Nel dettaglio, il Protocollo individua gli impianti coinvolti e stabilisce le modalità di utilizzo reciproco.
Tra le strutture comunali messe a disposizione per le attività scolastiche figurano la palestra Barbieri Braglia, il PalaMolza, la palestra Palanderlini, il campo scuola di atletica leggera, la palestra Sigonio e il campo da baseball di strada Minutara.
Gli impianti di competenza provinciale destinati invece all’utilizzo extrascolastico comprendono le palestre degli istituti Guarini, Muratori, Selmi e Corni Succursale, oltre alla palestra del Barozzi, completamente riqualificata grazie ai fondi del Pnrr, e alla nuova palestra scolastica condivisa tra Selmi e Corni.
Uno degli elementi centrali dell’accordo riguarda la gestione delle fasce orarie. Gli impianti comunali saranno principalmente destinati alle scuole nelle ore mattutine, dal lunedì al sabato, indicativamente dalle 8 alle 14, con la possibilità di estendere l’utilizzo alla prima fascia pomeridiana in caso di particolari necessità.
Le palestre provinciali saranno invece disponibili per le società sportive e gli enti di promozione sportiva individuati dal Comune attraverso procedure pubbliche.
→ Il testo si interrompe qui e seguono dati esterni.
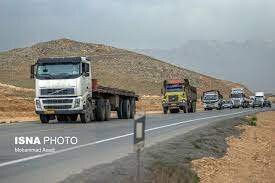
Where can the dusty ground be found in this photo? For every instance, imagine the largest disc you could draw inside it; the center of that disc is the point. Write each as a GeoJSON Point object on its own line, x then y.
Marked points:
{"type": "Point", "coordinates": [16, 104]}
{"type": "Point", "coordinates": [169, 161]}
{"type": "Point", "coordinates": [248, 158]}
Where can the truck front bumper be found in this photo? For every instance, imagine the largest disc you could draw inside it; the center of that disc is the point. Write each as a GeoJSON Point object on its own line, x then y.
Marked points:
{"type": "Point", "coordinates": [72, 105]}
{"type": "Point", "coordinates": [54, 112]}
{"type": "Point", "coordinates": [174, 105]}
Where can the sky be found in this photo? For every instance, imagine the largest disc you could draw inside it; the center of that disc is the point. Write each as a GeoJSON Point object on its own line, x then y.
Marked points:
{"type": "Point", "coordinates": [135, 24]}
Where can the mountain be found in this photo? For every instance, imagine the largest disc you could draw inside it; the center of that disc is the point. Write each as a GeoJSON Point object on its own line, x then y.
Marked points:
{"type": "Point", "coordinates": [249, 62]}
{"type": "Point", "coordinates": [111, 66]}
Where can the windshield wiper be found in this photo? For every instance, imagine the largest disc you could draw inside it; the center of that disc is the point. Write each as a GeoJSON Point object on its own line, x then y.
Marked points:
{"type": "Point", "coordinates": [49, 75]}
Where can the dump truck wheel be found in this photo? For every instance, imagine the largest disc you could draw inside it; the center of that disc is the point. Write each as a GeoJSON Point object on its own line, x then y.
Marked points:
{"type": "Point", "coordinates": [86, 117]}
{"type": "Point", "coordinates": [100, 110]}
{"type": "Point", "coordinates": [132, 108]}
{"type": "Point", "coordinates": [126, 109]}
{"type": "Point", "coordinates": [107, 110]}
{"type": "Point", "coordinates": [44, 118]}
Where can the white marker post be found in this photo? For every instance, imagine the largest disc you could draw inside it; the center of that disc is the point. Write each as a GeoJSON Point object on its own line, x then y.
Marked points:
{"type": "Point", "coordinates": [139, 138]}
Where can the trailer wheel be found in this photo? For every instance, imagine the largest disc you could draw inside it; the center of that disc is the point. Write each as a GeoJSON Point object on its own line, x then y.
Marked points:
{"type": "Point", "coordinates": [119, 110]}
{"type": "Point", "coordinates": [86, 117]}
{"type": "Point", "coordinates": [107, 110]}
{"type": "Point", "coordinates": [44, 118]}
{"type": "Point", "coordinates": [126, 109]}
{"type": "Point", "coordinates": [100, 110]}
{"type": "Point", "coordinates": [132, 108]}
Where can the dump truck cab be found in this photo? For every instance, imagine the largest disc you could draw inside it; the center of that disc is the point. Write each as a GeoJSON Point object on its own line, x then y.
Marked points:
{"type": "Point", "coordinates": [178, 95]}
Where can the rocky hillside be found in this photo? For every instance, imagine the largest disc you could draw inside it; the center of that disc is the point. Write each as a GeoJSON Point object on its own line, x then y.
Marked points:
{"type": "Point", "coordinates": [113, 67]}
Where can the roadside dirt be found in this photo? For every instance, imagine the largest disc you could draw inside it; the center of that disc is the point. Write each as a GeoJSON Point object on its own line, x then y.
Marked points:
{"type": "Point", "coordinates": [168, 161]}
{"type": "Point", "coordinates": [249, 158]}
{"type": "Point", "coordinates": [16, 104]}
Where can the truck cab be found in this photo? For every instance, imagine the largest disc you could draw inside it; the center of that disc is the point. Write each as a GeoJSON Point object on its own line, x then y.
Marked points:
{"type": "Point", "coordinates": [64, 89]}
{"type": "Point", "coordinates": [238, 98]}
{"type": "Point", "coordinates": [212, 100]}
{"type": "Point", "coordinates": [178, 95]}
{"type": "Point", "coordinates": [61, 86]}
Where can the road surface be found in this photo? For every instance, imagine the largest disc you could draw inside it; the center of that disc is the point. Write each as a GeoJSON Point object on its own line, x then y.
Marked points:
{"type": "Point", "coordinates": [97, 143]}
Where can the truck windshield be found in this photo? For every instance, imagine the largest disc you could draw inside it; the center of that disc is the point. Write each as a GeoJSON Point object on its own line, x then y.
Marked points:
{"type": "Point", "coordinates": [236, 95]}
{"type": "Point", "coordinates": [174, 88]}
{"type": "Point", "coordinates": [210, 97]}
{"type": "Point", "coordinates": [58, 70]}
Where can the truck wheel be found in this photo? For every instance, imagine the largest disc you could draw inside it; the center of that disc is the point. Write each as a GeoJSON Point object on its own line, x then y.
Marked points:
{"type": "Point", "coordinates": [126, 109]}
{"type": "Point", "coordinates": [44, 118]}
{"type": "Point", "coordinates": [165, 110]}
{"type": "Point", "coordinates": [184, 109]}
{"type": "Point", "coordinates": [107, 110]}
{"type": "Point", "coordinates": [119, 110]}
{"type": "Point", "coordinates": [86, 117]}
{"type": "Point", "coordinates": [132, 108]}
{"type": "Point", "coordinates": [73, 117]}
{"type": "Point", "coordinates": [100, 110]}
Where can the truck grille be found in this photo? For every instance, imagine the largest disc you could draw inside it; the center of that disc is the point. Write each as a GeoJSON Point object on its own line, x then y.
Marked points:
{"type": "Point", "coordinates": [57, 101]}
{"type": "Point", "coordinates": [58, 107]}
{"type": "Point", "coordinates": [173, 98]}
{"type": "Point", "coordinates": [57, 91]}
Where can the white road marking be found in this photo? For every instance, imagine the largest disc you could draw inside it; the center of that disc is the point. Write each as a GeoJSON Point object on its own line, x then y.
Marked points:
{"type": "Point", "coordinates": [113, 138]}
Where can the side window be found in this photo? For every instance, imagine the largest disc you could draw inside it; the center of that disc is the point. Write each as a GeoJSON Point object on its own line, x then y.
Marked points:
{"type": "Point", "coordinates": [87, 68]}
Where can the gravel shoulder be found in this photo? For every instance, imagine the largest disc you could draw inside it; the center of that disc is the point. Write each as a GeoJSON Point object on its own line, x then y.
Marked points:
{"type": "Point", "coordinates": [249, 158]}
{"type": "Point", "coordinates": [168, 161]}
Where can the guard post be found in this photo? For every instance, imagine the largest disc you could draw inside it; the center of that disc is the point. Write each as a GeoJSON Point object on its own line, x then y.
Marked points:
{"type": "Point", "coordinates": [139, 139]}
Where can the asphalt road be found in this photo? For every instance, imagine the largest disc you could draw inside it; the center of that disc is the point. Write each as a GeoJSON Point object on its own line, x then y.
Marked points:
{"type": "Point", "coordinates": [97, 143]}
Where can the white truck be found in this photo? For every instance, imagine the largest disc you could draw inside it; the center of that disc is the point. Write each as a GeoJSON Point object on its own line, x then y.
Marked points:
{"type": "Point", "coordinates": [259, 100]}
{"type": "Point", "coordinates": [64, 90]}
{"type": "Point", "coordinates": [238, 98]}
{"type": "Point", "coordinates": [212, 100]}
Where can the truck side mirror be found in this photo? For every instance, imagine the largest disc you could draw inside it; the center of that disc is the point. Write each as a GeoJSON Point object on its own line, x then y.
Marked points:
{"type": "Point", "coordinates": [32, 71]}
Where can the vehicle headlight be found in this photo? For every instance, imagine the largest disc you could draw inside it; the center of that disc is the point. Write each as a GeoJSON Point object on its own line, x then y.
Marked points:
{"type": "Point", "coordinates": [38, 104]}
{"type": "Point", "coordinates": [77, 103]}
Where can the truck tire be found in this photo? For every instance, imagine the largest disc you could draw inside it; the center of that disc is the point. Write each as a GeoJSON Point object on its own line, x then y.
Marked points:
{"type": "Point", "coordinates": [119, 110]}
{"type": "Point", "coordinates": [107, 110]}
{"type": "Point", "coordinates": [132, 108]}
{"type": "Point", "coordinates": [165, 110]}
{"type": "Point", "coordinates": [86, 117]}
{"type": "Point", "coordinates": [126, 109]}
{"type": "Point", "coordinates": [100, 110]}
{"type": "Point", "coordinates": [44, 118]}
{"type": "Point", "coordinates": [73, 117]}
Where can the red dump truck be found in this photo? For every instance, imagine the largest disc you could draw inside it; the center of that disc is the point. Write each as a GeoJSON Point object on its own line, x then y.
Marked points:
{"type": "Point", "coordinates": [65, 90]}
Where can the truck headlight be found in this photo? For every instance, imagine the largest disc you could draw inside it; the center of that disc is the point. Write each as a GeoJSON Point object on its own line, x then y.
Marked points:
{"type": "Point", "coordinates": [38, 104]}
{"type": "Point", "coordinates": [77, 103]}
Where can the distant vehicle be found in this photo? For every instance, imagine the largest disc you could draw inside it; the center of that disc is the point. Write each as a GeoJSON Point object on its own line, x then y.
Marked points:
{"type": "Point", "coordinates": [259, 100]}
{"type": "Point", "coordinates": [252, 98]}
{"type": "Point", "coordinates": [212, 100]}
{"type": "Point", "coordinates": [227, 104]}
{"type": "Point", "coordinates": [65, 89]}
{"type": "Point", "coordinates": [178, 95]}
{"type": "Point", "coordinates": [267, 103]}
{"type": "Point", "coordinates": [239, 98]}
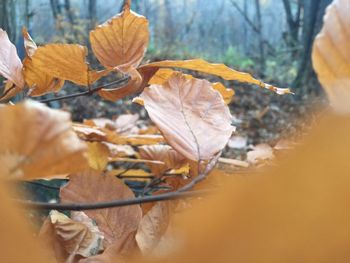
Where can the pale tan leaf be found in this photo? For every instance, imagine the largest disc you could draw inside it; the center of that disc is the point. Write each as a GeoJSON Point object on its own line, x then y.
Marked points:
{"type": "Point", "coordinates": [10, 64]}
{"type": "Point", "coordinates": [331, 55]}
{"type": "Point", "coordinates": [214, 69]}
{"type": "Point", "coordinates": [133, 86]}
{"type": "Point", "coordinates": [163, 74]}
{"type": "Point", "coordinates": [98, 154]}
{"type": "Point", "coordinates": [67, 237]}
{"type": "Point", "coordinates": [115, 223]}
{"type": "Point", "coordinates": [191, 115]}
{"type": "Point", "coordinates": [164, 153]}
{"type": "Point", "coordinates": [38, 142]}
{"type": "Point", "coordinates": [121, 41]}
{"type": "Point", "coordinates": [38, 81]}
{"type": "Point", "coordinates": [10, 90]}
{"type": "Point", "coordinates": [260, 152]}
L’utilizzo sarà concentrato nelle ore pomeridiane e serali dei giorni feriali, oltre che nei fine settimana e nei periodi di sospensione delle attività scolastiche.
Il Protocollo disciplina anche gli aspetti organizzativi e gestionali: dalla sicurezza alla responsabilità degli utilizzatori, dalla programmazione dei calendari alla gestione delle pulizie e della manutenzione, fino alla ripartizione degli eventuali oneri economici tra gli enti coinvolti.
È prevista inoltre una certa flessibilità nella gestione degli orari, con la possibilità di anticipare le fasce di utilizzo extrascolastico attraverso accordi tra istituti scolastici e Provincia, in modo da adattare l’organizzazione alle esigenze del territorio.
La durata dell’intesa sarà di cinque anni, dall’anno scolastico 2026/2027 fino al termine del 2030/2031, con la possibilità di rinnovo per un ulteriore periodo analogo. Un arco temporale che permetterà una programmazione stabile e una gestione più efficace delle strutture.
L’accordo si inserisce in un più ampio piano di valorizzazione degli impianti sportivi modenesi. Nel quadro degli interventi in corso, il Comune e la Provincia hanno evidenziato alcune importanti novità: il padiglione A del PalaMolza è interessato da un significativo intervento di ristrutturazione avviato a metà giugno, mentre la palestra dell’istituto Barozzi sarà nuovamente disponibile con la riapertura delle scuole a settembre, dopo la conclusione dei lavori di adeguamento sismico.
Una collaborazione che punta quindi a trasformare gli impianti sportivi pubblici in una risorsa sempre più accessibile e condivisa, mettendo insieme esigenze scolastiche, crescita dello sport e partecipazione della comunità modenese.